Liathur y Sulcia

 Habla Sulcia

      Estoy mirando por la puerta viendo como pasa la gente; pasan parejas de la mano, una embarazada con un poco de prisa .Pasan grupos de personas hablando, se detienen todas para ver una especie de puesto donde hay discos y películas; creo que les llama mucho la atención porque sus murmullos se alzan y les puedo oír desde la puerta. Su énfasis hacia lo que están viendo hace que varias personas más se acerquen a curiosear por ahí.

También pasan chicas jóvenes, parece que van al cine, caminan emocionadas, hablan de chicos de la ropa del fin de semana, de fin de curso…

Pasan mujeres muy bien vestidas, con bolsos caros, la mirada perdida y un marido ausente.
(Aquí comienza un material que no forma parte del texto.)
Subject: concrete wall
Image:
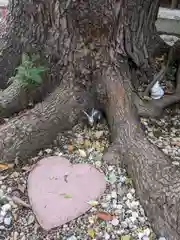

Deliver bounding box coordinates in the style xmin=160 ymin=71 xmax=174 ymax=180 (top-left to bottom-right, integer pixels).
xmin=0 ymin=0 xmax=8 ymax=6
xmin=156 ymin=7 xmax=180 ymax=36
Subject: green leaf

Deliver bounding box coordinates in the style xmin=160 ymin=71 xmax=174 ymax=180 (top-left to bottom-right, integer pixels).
xmin=22 ymin=53 xmax=30 ymax=63
xmin=32 ymin=74 xmax=42 ymax=84
xmin=108 ymin=172 xmax=117 ymax=184
xmin=87 ymin=228 xmax=95 ymax=238
xmin=125 ymin=177 xmax=133 ymax=186
xmin=120 ymin=235 xmax=132 ymax=240
xmin=28 ymin=68 xmax=43 ymax=84
xmin=16 ymin=65 xmax=26 ymax=75
xmin=61 ymin=193 xmax=72 ymax=198
xmin=31 ymin=54 xmax=40 ymax=62
xmin=87 ymin=200 xmax=99 ymax=206
xmin=12 ymin=53 xmax=46 ymax=88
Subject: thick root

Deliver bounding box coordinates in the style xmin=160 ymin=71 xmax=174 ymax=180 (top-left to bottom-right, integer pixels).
xmin=0 ymin=79 xmax=92 ymax=163
xmin=0 ymin=81 xmax=31 ymax=117
xmin=101 ymin=65 xmax=180 ymax=240
xmin=0 ymin=78 xmax=53 ymax=118
xmin=134 ymin=94 xmax=180 ymax=118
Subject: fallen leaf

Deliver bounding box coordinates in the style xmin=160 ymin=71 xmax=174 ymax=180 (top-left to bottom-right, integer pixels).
xmin=125 ymin=177 xmax=133 ymax=186
xmin=0 ymin=175 xmax=8 ymax=180
xmin=78 ymin=149 xmax=87 ymax=157
xmin=0 ymin=163 xmax=14 ymax=171
xmin=27 ymin=214 xmax=35 ymax=225
xmin=17 ymin=183 xmax=26 ymax=193
xmin=60 ymin=193 xmax=72 ymax=198
xmin=67 ymin=144 xmax=74 ymax=153
xmin=108 ymin=172 xmax=117 ymax=184
xmin=172 ymin=141 xmax=180 ymax=147
xmin=87 ymin=200 xmax=99 ymax=207
xmin=22 ymin=164 xmax=36 ymax=172
xmin=84 ymin=139 xmax=91 ymax=148
xmin=120 ymin=235 xmax=132 ymax=240
xmin=11 ymin=196 xmax=31 ymax=208
xmin=95 ymin=130 xmax=104 ymax=139
xmin=87 ymin=228 xmax=95 ymax=238
xmin=96 ymin=211 xmax=114 ymax=221
xmin=88 ymin=216 xmax=96 ymax=224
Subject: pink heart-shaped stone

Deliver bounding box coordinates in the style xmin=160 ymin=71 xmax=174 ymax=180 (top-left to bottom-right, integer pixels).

También parejas con unos años más, que andan juntos pero separados, se hablan pero no se escuchan, se miran pero no se ven… compran un cuadro, a ella le gusta, el está leyendo el periódico (cariño, ¿pagas con la tarjeta?)

Pasan niños corriendo y gritando, se suben al tren, saltan sobre él y lo golpean. Sus palabras me hacen sonreír (Oh, no!, pierdo el control…tranquilo voy a recuperarlo)

Hay gente también en el bar, apoyados en la barra, están tomando una cerveza y viendo un televisor gigante al que le han quitado el volumen; la miran muy atentos como si pudieran leer los labios. Están como hipnotizados, la caja tonta la llaman.

De vez en cuando pasan también guardias de seguridad, muy serios, andando lentamente y observando a las personas que están a su alrededor.


Habla Liathur:

       Ves a personas de todo tipo: altos, delgados, bajos, gordos…morenas, teñidas y rubias. Gente triste y algunos más que parecen que lo están.

Son egoístas y egocéntricos; solo piensan en consumir, consumir, consumir; como pequeños cerditos en una gran pocilga. Entran con sus carros grandes y vacios y salen con ellos rebosantes, entran en rebaños y arrasan como una plaga de langostas; cuando desaparecen todo queda desolado, acabado y destrozado.

Ves pasar a personas con las caras llenas  por la gula del dinero, veo pasar espíritus que se escurren, se estiran, se caen y sus ojos parecen círculos deformados por el odio, por el rencor que acumulan día a día contra el mundo.

Veo la mentira en el vapor que emana de su boca. Asocian el éxito con sus materialidad: con sus casas, con sus coches, con su dinero…dinero que huele, que sabe a trepas, mentiras, a sudor sucio, sabe a putas; ¡mentiroso!

Míralos a todos, su mundo se cae pero ellos están ahí sosteniendo su rencor.

Es un hedor apestoso que está afectando nuestra energía, sus órganos están podridos, sus valores no existen, ellos no existen; son crueles y asesinos.

Su alma está condenada.



Continuara...




Habla Liathur:

Los poderes de la ira entran en ellos y actúan sin ser percibidos, se filtran  en su sangre y corren y veloces por sus venas inyectándose en sus corazones ahumados por el poder, la venganza y el odio.

Se despiertan con la boca llena de amargura y la lengua hinchada de amantes etéreos.

Se arrastran dentro de la basura del mundo que han creado porque tienen la conciencia destruida y no pueden pensar por ellos mismos. Unos echan la mierda a los suburbiales y otros  se la echan al diablo; no se dan cuenta que el circulo de violencia comenzó en ellos y termina en ellos mismos; han creado un universo de mentiras que colocan delante de sus propios ojos .Así sus  mentes duermen tranquilas pensando que los problemas nunca son ellos mismos.

Sus almas marchitas no tienen oportunidad de nacer de nuevo y crecer en su inmensidad eterna; no se merecen, la oportunidad que se les ha otorgado; todos pagaran y se consumirán en se hedor y en la lava del infierno que han creado.